Acceleration Impact on Chinese AI Development Timeline

Access to Blackwell-class hardware materially advances ByteDance’s competitive position. The computing capacity from permitted H200 exports is sufficient to train models matching or exceeding current American frontier models, per analysis from the Center for a New American Security. This represents roughly twice what Chinese fabs are expected to produce domestically in 2026, twice the capacity of the world’s largest data center, and nearly OpenAI’s entire deployed compute worldwide at the end of 2025.

Offshore deployments eliminate the compute constraint that previously bottlenecked Chinese AI labs. Portions of Alibaba’s Qwen family of models and ByteDance’s Doubao systems’ large-scale training runs are now executed on offshore clusters, where the combination of high-bandwidth interconnects and dense GPU racks is comparable to infrastructure used by leading U.S. AI labs, according to Financial Times reporting.

Huawei will not be able to make a chip more powerful than the H200 for two years, with the Ascend 960 planned for Q4 2027, creating a window where offshore Nvidia access provides Chinese firms a capabilities bridge. With three million H200 exports, the amount of AI computing power acquired by China in 2026 would likely be greater than what China could otherwise make until 2028 or 2029, per Council on Foreign Relations analysis.

What to Watch

Cloud rental regulation: The House Foreign Affairs Committee passed the Remote Access Security Act (369-22) to close the cloud GPU rental loophole, but implementation timelines remain unclear. Whether legislation can effectively restrict computing access when physical chips remain outside restricted jurisdictions will test the enforcement limits of extraterritorial controls.

Southeast Asia infrastructure buildout: Malaysia and Indonesia are emerging as neutral ground for AI compute, with ByteDance reportedly in talks to use more than 7,000 B200 chips at a data center in Indonesia. The scale of regional data center investment by Chinese firms will signal whether offshore hosting becomes the dominant access model or a transitional workaround.

Semiconductor supply chain repricing: Opening Chinese demand by granting export licenses reduces global availability and increases prices outside of China as constrained TSMC capacity gets reallocated. Nvidia customers outside China face delayed Blackwell orders if H200 production resumes for Chinese offshore deployments—creating competitive harm that could trigger legal challenges to the licensing regime.

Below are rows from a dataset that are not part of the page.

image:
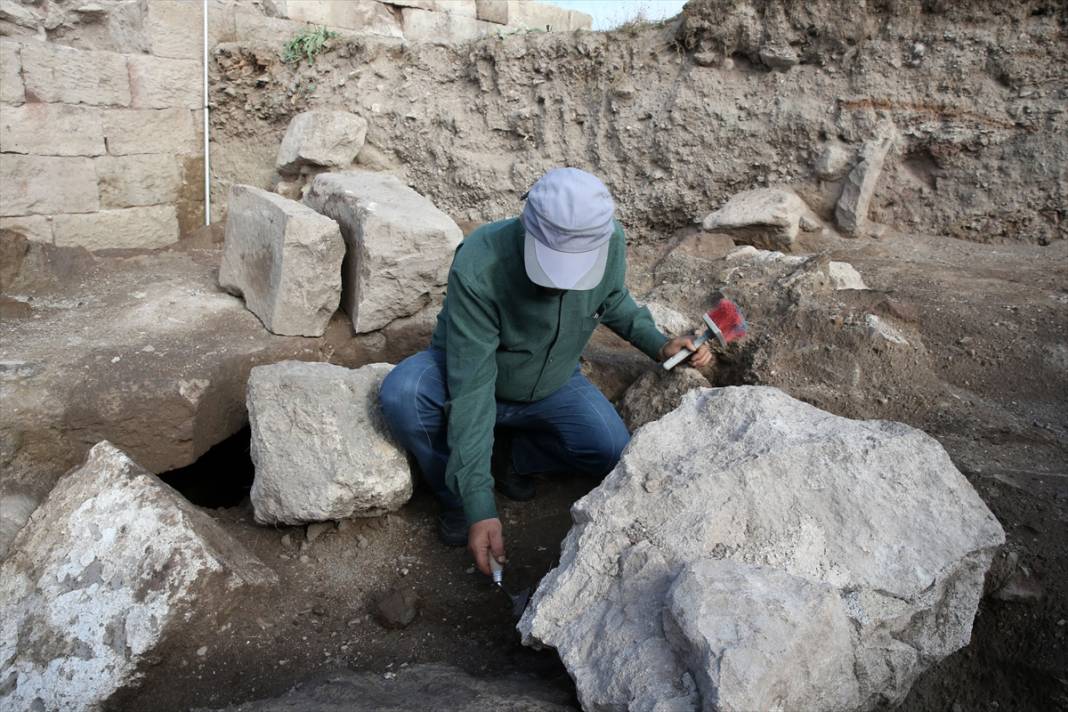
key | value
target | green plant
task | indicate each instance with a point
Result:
(307, 45)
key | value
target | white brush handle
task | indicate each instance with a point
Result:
(681, 356)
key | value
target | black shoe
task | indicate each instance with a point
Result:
(516, 487)
(452, 527)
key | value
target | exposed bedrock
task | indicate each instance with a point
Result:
(114, 572)
(320, 446)
(677, 119)
(751, 551)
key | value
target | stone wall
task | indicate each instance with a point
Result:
(100, 104)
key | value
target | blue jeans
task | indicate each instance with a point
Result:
(574, 430)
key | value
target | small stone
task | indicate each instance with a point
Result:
(396, 608)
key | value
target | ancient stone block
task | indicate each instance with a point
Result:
(398, 246)
(768, 218)
(135, 180)
(852, 207)
(151, 131)
(174, 28)
(319, 444)
(154, 226)
(284, 258)
(492, 11)
(57, 74)
(51, 129)
(158, 82)
(363, 17)
(110, 568)
(35, 227)
(44, 185)
(11, 74)
(329, 139)
(440, 28)
(754, 552)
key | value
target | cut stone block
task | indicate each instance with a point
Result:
(857, 192)
(144, 227)
(136, 180)
(35, 227)
(45, 185)
(51, 129)
(11, 74)
(158, 82)
(320, 446)
(108, 574)
(284, 258)
(364, 17)
(328, 139)
(753, 552)
(57, 74)
(398, 246)
(130, 131)
(768, 218)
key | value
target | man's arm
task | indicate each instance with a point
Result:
(471, 339)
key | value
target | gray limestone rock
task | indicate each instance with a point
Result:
(751, 551)
(767, 218)
(852, 207)
(328, 139)
(320, 447)
(657, 393)
(398, 246)
(111, 569)
(284, 259)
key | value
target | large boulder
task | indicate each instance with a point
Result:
(320, 446)
(767, 218)
(114, 572)
(398, 246)
(323, 139)
(284, 258)
(751, 551)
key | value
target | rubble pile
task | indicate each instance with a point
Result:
(753, 552)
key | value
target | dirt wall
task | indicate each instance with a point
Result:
(679, 115)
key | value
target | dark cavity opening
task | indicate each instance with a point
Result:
(221, 477)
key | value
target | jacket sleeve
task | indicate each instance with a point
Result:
(471, 342)
(629, 320)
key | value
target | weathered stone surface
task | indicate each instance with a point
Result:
(850, 556)
(852, 207)
(131, 131)
(329, 139)
(11, 74)
(657, 393)
(36, 227)
(107, 571)
(57, 74)
(284, 258)
(398, 246)
(51, 129)
(38, 185)
(364, 17)
(319, 444)
(137, 180)
(438, 687)
(671, 321)
(767, 218)
(152, 226)
(158, 82)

Chinese domestic chip timeline acceleration: Beijing’s willingness to reject approved H200 imports suggests confidence in near-term domestic alternatives. Huawei’s Ascend roadmap includes the Ascend 950PR planned for 2026, followed by the Ascend 960 in 2027 and the Ascend 970 in 2028—each iteration narrowing the performance gap with Nvidia’s previous-generation architectures. Whether this timeline holds will determine if export controls successfully delayed or merely incentivized China’s chip independence.